I mean, let's be reasonable here...

kurt9 said at October 29, 2010 1:50 PM:

The only problem is that very little disease is genetically caused, contrary to all of the hype generated by the medical and the government-funded R&D milieu. Thus, the myth of personalized medicine will remain a myth. Of course, what this genetic science will do is to parse out all of the correlations between genetics and various traits like intelligence, executive function, and athleticism. Since these vary by race, this information will be very contentious to say the least.

If it doesn't help much to treat disease, at least it will create lots of entertainment in the political debate on the internet.

Mthson said at October 29, 2010 1:58 PM:

James Bowery,

It's of course interesting and fair to look at Jews' influence on history, but it seems like you might be giving the Jewish population more credit than they deserve for the rise of Western liberalism.

All Western nations are very liberal now, even those that have even smaller proportions of Jews than the 2% present in the US.

Peter Thiel's thesis that events like women winning voting rights caused society to become very soft (i.e. liberal) seems much more likely.

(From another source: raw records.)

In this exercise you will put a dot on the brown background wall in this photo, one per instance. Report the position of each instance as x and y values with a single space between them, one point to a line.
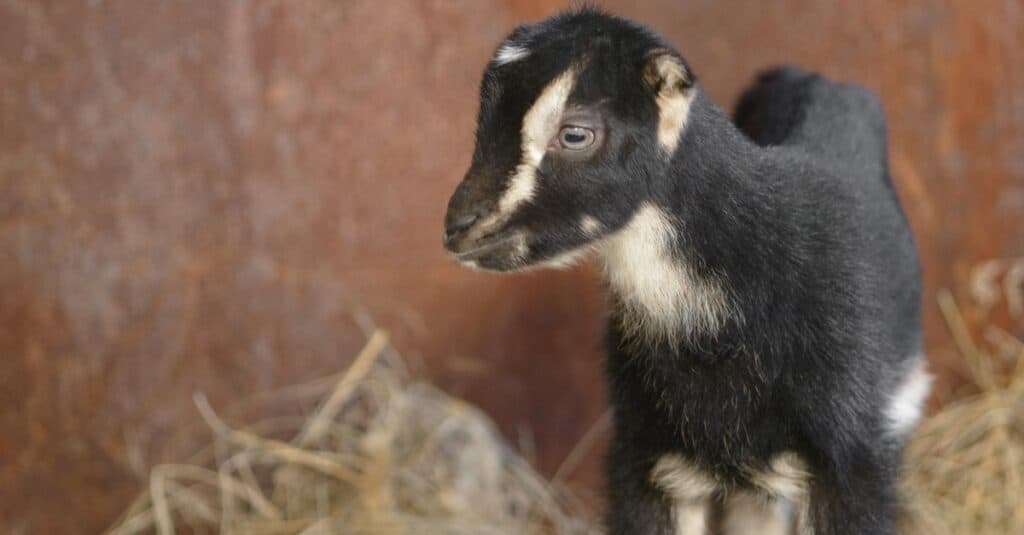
198 196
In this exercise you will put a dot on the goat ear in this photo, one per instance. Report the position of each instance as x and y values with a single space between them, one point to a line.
666 74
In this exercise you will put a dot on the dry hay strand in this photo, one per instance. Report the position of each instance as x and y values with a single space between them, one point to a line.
379 454
966 463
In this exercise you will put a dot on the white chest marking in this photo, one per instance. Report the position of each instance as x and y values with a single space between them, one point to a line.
660 296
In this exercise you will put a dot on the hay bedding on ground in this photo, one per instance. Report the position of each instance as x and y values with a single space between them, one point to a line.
383 454
380 454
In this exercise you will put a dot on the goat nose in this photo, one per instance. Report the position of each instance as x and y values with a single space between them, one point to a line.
458 224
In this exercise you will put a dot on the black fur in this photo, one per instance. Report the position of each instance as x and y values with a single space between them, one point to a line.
794 213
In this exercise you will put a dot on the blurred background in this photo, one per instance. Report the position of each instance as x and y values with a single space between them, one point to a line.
220 196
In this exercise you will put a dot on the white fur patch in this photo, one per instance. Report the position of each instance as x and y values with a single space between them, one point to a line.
659 295
689 489
590 225
906 405
509 53
672 113
747 512
674 97
539 125
566 259
786 477
681 480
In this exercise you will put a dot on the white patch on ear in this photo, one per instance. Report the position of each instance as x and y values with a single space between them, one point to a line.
510 52
675 93
786 477
748 512
539 125
689 489
659 295
590 225
906 404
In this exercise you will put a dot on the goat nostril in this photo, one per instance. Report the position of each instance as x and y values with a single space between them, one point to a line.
458 224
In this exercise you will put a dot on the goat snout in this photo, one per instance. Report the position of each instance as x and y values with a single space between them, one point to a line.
456 224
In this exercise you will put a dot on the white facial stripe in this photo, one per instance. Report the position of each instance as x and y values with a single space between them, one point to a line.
659 294
510 52
539 125
905 406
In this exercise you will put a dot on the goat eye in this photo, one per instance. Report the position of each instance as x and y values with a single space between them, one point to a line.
576 137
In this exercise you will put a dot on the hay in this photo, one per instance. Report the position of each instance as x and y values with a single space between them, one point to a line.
379 454
966 463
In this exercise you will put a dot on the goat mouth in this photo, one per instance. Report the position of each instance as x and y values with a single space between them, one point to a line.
485 247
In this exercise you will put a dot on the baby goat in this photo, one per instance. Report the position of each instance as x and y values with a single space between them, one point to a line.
764 345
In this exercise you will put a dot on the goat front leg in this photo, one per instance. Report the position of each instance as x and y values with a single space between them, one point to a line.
747 511
654 495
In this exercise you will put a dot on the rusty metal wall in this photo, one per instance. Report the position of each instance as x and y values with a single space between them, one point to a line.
206 196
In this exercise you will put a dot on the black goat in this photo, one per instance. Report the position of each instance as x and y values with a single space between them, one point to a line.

Books like those of Gould, and on the other hand Pinker, sell well because the books agree with many Whites' individual nature.

James Bowery said at October 29, 2010 2:52 PM:

That's IT! "Scientific Antiracism" by Dr. Steven Pinker!

A sure bet.

Randall Parker said at October 31, 2010 10:22 AM:


I expect we individually will get big value from genetic testing. For example:

- to identify very early stage cancers before they metastasize. This could be the biggest value in the next 10 to 20 years.

- to tailor our individual diets to the foods we are best suited for.

- to identify risks for auto-immune diseases.